BEYROUTH: Des explosions ont retenti dans le sud de Beyrouth aux premières heures de vendredi, selon des journalistes de l'AFP, des médias locaux et l'agence de presse officielle libanaise faisant état de frappes israéliennes.

Des images de l'AFPTV ont montré de la fumée s'élever de la banlieue sud de la capitale libanaise, considérée par Israël comme un fief du mouvement pro-iranien Hezbollah. On ignore à ce stade si la frappe a fait des victimes dans cette zone visée régulièrement par l'armée israélienne.

Habituellement densément peuplée, cette zone s'est largement vidée de ses habitants depuis le début des hostilités.

Quelques heures plus tard, l'armée israélienne a lancé un appel à évacuer aux habitants d'un village du sud du pays et à se déplacer vers le nord de la rivière Zahrani, car "les activités du Hezbollah poussent l'armée israélienne à prendre des mesures fermes contre eux dans le village".

Le Liban a été entraîné dans la guerre début mars lorsque le Hezbollah, soutenu par Téhéran, a commencé à tirer des roquettes sur Israël pour venger l'assassinat du guide suprême iranien Ali Khamenei, tué au premier jour de l'offensive américano-israélienne en Iran le 28 février.
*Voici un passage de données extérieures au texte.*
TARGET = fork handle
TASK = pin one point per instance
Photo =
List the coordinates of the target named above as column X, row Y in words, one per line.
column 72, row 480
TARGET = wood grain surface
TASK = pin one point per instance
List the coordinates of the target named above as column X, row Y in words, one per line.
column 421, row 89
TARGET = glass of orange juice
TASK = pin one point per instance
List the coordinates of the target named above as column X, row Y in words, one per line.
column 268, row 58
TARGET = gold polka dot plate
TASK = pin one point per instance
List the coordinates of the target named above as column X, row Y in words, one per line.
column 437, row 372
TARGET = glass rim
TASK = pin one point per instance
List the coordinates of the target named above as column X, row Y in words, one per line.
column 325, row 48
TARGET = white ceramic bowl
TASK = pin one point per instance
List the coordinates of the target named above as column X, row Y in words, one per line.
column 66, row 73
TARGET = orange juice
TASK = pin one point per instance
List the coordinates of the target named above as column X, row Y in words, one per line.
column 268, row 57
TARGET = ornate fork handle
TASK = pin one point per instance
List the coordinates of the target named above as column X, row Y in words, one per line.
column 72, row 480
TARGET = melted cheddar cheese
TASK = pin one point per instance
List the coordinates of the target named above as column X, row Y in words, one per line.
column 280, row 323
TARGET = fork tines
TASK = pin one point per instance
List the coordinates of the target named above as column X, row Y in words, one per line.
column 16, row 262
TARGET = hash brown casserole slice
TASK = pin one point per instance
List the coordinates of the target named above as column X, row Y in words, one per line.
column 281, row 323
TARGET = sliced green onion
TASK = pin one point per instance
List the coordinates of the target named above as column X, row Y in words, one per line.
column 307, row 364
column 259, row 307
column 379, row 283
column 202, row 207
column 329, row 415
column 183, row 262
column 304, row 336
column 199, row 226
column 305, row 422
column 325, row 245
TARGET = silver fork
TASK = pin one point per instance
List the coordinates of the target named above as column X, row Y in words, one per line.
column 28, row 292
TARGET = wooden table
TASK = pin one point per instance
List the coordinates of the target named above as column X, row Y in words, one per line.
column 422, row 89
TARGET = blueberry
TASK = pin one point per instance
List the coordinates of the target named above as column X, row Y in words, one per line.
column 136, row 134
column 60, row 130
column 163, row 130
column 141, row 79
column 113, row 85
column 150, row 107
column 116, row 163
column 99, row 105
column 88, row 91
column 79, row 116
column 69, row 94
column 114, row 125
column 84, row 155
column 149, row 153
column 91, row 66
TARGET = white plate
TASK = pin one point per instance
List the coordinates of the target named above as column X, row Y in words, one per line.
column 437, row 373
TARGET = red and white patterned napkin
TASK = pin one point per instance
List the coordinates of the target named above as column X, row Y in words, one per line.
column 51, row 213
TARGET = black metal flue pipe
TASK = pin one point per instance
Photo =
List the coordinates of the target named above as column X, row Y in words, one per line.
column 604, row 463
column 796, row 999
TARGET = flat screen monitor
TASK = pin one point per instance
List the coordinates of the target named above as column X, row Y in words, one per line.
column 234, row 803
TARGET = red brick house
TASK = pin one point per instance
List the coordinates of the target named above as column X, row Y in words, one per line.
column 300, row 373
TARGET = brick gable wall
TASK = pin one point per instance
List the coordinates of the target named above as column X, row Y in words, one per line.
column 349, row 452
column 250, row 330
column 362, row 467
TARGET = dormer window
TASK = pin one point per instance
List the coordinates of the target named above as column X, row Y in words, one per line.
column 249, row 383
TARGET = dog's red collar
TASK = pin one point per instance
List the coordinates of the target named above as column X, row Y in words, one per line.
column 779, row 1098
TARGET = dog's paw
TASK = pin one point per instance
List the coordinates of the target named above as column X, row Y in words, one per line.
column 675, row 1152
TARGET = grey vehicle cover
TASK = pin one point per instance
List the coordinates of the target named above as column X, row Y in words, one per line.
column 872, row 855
Alors qu'Israël manifeste sa détermination à intensifier sa campagne militaire contre le mouvement islamiste, ce dernier a revendiqué une série d'attaques contre les troupes israéliennes qui mènent une incursion terrestre dans le sud du Liban.

Le Premier ministre israélien Benjamin Netanyahu a affirmé mercredi soir qu'Israël était en train d'élargir une "zone tampon" au Liban pour "éloigner la menace des missiles" du Hezbollah.

Le mouvement a déclaré que ses combattants poursuivaient leurs attaques contre les troupes israéliennes dans le sud du Liban tôt vendredi matin.

Jeudi, les médias officiels ont fait état de frappes israéliennes meurtrières sur plusieurs zones du sud du pays. Le Hezbollah a revendiqué plus de 90 attaques contre des cibles israéliennes à l'intérieur du Liban et de l'autre côté de la frontière.

De son côté, l'armée israélienne a déclaré jeudi que deux soldats avaient été tués dans le sud du Liban, tandis que les services d'urgence israéliens ont indiqué qu'une roquette tirée depuis le Liban avait tué un homme dans la région de Nahariya, au nord d'Israël.

Selon les autorités libanaises, les frappes israéliennes menées depuis le 2 mars ont fait au moins 1.116 morts, dont 121 enfants, et plus d'un million de personnes ont été déplacées.